I have a file like this:
>ref
AAAAAAA
>seq1
BBBBBBB
>seq2
CCCCCCC
>seq3
DDDDDD
I want to get:
>ref
AAAAAAA
>seq1
BBBBBBB
>ref
AAAAAAA
>seq2
CCCCCCC
>ref
AAAAAAA
>seq3
DDDDDD
I was thinking of using this command in bash:
ref=$(head -n 2 file)
awk '/>/{print "'"$ref"'"}1' file
And here is what I get:
awk: non-terminated string >ref... at source line 2
context is
/>/{print ">ref >>>
<<<
Any idea of what is happening? :) Thanks a lot!
Edit: I would like to use this pipeline for many files all starting with a different ref: ref1
for file1
, ref2
for file2
,... and was thus thinking of using head
to store each ref
in a variable to use it for each file :)
The problem is that when ref
has the value
>ref
AAAAAA
your awk call
awk '/>/{print "'"$ref"'"}1' file
ends up as
awk '/>/{print ">ref
AAAAAA"}1' file
after shell expansion. Awk does not allow newlines in string literals, so this explodes. If the first two lines of your file were
>ref"
print "AAAAA
it would work (except there would be fluff at the top), but that does not help us find a sane solution.

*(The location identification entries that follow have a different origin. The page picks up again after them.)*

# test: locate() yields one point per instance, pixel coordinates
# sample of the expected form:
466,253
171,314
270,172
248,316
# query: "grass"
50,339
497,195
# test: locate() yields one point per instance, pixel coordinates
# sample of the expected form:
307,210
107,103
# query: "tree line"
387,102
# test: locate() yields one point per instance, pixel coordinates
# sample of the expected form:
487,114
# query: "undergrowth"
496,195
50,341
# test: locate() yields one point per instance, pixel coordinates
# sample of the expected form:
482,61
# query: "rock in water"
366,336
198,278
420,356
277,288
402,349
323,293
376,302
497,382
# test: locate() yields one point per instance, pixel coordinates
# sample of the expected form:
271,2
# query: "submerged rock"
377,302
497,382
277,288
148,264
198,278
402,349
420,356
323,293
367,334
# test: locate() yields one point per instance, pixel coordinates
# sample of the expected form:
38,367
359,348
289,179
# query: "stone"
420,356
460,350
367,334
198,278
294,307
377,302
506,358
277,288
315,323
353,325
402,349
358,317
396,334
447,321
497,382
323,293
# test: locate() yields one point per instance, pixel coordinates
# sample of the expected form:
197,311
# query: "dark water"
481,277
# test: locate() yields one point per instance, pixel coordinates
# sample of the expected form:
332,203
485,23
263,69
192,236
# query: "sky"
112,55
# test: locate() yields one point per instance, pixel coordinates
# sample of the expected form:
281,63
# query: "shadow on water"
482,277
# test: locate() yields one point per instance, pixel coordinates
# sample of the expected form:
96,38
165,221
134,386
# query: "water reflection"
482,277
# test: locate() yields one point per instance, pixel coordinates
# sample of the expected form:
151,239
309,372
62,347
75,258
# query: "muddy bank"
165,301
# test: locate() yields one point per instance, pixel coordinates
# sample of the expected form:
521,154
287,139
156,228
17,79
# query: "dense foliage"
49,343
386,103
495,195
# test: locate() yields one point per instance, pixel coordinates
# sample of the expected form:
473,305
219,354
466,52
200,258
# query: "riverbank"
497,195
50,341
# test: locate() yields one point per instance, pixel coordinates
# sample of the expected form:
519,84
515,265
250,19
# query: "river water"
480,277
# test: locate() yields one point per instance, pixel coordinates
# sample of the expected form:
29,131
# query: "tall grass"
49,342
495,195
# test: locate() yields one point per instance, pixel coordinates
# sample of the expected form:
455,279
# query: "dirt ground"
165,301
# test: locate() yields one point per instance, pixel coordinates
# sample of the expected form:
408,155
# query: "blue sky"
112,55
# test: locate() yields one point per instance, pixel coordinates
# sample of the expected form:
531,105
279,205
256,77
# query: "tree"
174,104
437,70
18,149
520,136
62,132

A way to fix this with awk is to assemble ref
in awk itself:
awk 'NR <= 2 { ref = ref $0 ORS; next } />/ { $0 = ref $0 } 1' filename
That is
NR <= 2 { # First two lines:
ref = ref $0 ORS # build ref string (ORS is "\n" by default)
next # and stop there
}
/>/ { # after that: For lines that contain a >
$0 = ref $0 # prepend ref
}
1 # then print
Actually I rather like sed
for this one:
sed '1h; 2H; 1,2d; />/{ x; p; x; }' filename
That is:
1h # first line: save to hold buffer
2H # second line: append to hold buffer
1,2d # first two lines: stop here
/>/ { # after that: If line contains >
x # swap hold buffer, pattern space
p # print what used to be in the hold buffer (the first
# two lines that we saved above)
x # swap back
}
# when we drop off the end, the original line will be
# printed.